The results demonstrate that the modified efficiency model effectively predicts the impact of the preloaded flexure-based carrier on transmission efficiency. This model can be utilized for the design optimization of the flexure-based carrier.

6. Conclusions

In this paper, the bidirectional transmission efficiencies are analyzed for the anti-backlash 3K planetary gearbox with a preloaded flexure-based carrier by accounting for reverse meshing forces in planet gears. To analyze the effects of the carrier on the 3K planetary gearbox, a quasi-static model incorporating the carrier’s preload is established. The meshing forces of each gear pair are studied utilizing this quasi-static model, revealing that the reverse meshing forces in planet gears introduce the additional power loss into the gear system. By accounting for this power loss, a corrected meshing efficiency model is formulated for gear pairs, and the bidirectional transmission efficiencies of the anti-backlash 3K planetary gearbox are modified accordingly. The modified efficiency model is validated through experiments on four prototypes.

The results show that bidirectional efficiencies of the anti-backlash 3K planetary gearbox decrease with the increasing preload but increase rapidly with the rising load torque due to the compliance of the carrier, indicating that a flexible carrier can improve the transmission efficiency compared to a rigid carrier. It is also revealed that the preloaded carrier affects the transmission efficiency primarily by increasing the additional power loss of the sun–planet (sp) pair, rather than the other two inner gear pairs.
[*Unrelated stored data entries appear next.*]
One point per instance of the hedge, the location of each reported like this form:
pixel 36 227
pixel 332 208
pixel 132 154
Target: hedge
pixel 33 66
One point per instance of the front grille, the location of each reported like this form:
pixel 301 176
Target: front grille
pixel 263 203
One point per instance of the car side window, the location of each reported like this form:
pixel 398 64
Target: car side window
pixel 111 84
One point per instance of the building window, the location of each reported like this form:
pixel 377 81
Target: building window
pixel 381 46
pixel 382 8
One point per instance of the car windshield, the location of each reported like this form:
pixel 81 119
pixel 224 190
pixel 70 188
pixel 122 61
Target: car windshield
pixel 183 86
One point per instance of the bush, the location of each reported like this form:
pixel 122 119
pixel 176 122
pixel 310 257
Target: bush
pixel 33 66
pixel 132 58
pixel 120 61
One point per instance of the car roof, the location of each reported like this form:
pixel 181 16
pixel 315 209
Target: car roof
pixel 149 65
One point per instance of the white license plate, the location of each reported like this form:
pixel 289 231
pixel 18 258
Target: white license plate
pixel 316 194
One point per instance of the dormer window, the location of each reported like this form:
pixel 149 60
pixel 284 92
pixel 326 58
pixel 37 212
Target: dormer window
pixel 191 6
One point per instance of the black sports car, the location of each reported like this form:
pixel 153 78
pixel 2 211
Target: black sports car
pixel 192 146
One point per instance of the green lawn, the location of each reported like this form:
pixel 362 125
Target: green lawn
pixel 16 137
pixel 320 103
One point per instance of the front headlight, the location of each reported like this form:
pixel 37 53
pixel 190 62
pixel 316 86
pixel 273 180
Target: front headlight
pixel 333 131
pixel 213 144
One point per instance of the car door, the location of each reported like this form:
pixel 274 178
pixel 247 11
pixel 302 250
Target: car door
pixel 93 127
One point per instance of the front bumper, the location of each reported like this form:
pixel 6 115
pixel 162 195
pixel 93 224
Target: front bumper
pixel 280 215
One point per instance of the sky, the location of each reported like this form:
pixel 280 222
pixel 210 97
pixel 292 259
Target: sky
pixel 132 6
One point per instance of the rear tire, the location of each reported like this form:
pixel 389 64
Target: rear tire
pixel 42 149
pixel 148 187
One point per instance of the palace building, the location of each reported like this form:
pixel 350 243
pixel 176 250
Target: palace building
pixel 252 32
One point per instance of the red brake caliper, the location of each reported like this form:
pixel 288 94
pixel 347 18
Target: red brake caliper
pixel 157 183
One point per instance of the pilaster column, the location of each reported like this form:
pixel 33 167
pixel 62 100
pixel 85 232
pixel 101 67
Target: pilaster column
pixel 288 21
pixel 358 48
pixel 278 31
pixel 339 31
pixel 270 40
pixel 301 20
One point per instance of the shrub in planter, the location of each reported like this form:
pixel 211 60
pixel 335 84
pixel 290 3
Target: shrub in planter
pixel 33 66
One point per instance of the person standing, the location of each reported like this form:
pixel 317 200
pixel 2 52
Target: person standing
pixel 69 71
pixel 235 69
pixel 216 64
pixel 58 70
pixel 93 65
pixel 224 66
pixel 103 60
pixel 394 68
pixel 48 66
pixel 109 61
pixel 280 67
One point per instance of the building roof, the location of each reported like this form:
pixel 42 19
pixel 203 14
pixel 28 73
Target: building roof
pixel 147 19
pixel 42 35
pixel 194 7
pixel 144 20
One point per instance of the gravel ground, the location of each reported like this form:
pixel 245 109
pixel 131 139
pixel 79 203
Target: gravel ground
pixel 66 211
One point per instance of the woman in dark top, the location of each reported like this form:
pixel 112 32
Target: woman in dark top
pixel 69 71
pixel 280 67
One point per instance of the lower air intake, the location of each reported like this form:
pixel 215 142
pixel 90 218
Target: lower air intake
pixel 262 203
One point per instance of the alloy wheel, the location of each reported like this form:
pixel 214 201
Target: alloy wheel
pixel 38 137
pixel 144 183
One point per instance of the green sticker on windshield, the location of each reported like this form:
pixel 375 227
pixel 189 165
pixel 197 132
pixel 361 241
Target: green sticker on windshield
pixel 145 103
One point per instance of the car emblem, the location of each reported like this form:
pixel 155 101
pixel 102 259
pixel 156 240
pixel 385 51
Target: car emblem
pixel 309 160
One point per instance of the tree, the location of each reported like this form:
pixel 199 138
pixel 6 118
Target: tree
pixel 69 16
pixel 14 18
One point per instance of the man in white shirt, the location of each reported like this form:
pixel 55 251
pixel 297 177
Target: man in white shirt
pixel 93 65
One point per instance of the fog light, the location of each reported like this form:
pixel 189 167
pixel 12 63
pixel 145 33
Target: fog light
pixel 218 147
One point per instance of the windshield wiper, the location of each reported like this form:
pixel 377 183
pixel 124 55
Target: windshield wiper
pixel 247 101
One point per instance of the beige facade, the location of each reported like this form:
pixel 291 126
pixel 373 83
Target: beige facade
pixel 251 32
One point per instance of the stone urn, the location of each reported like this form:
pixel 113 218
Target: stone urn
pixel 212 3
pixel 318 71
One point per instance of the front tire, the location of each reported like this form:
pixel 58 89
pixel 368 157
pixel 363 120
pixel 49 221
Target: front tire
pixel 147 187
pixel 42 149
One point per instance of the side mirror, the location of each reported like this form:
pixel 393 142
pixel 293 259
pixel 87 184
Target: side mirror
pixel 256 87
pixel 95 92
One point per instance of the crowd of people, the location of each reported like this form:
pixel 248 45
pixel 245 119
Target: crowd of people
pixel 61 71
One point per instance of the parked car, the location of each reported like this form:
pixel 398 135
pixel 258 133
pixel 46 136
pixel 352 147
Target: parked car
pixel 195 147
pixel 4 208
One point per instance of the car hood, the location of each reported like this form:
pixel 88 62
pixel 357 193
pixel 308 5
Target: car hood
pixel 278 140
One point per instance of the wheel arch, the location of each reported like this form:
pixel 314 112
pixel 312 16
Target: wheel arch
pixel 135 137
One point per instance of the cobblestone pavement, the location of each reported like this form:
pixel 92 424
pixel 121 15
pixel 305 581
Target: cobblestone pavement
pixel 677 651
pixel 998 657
This indicates that the design does not lead to self-locking of the 3K planetary gearbox, which is crucial for backdriveable robot joint actuators. The average errors between the predicted and experimental results are 2.30% for forward transmission efficiencies and 4.01% for backward transmission efficiencies, validating the accuracy of the modified efficiency model.
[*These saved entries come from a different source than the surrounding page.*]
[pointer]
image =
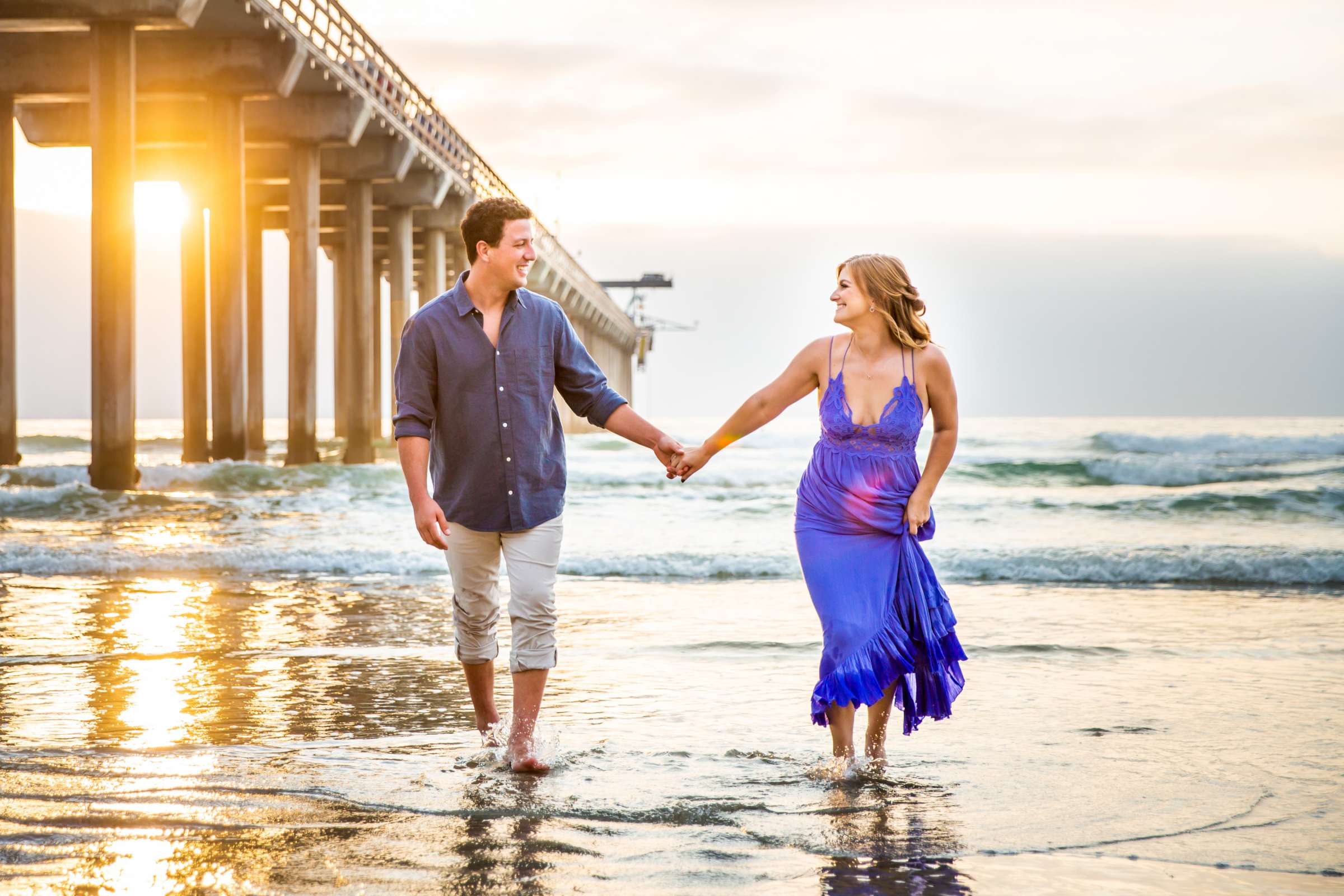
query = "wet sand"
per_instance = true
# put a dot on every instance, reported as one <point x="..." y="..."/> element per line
<point x="290" y="735"/>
The proposed efficiency model is also promising to analyze the effects of other factors, such as manufacturing errors, on the transmission efficiency of the 3K planetary gearbox, which will be studied in our future work. The design optimization of anti-backlash 3K planetary gearboxes for backdriveable collaborative robot joints will be conducted based on the proposed efficiency model.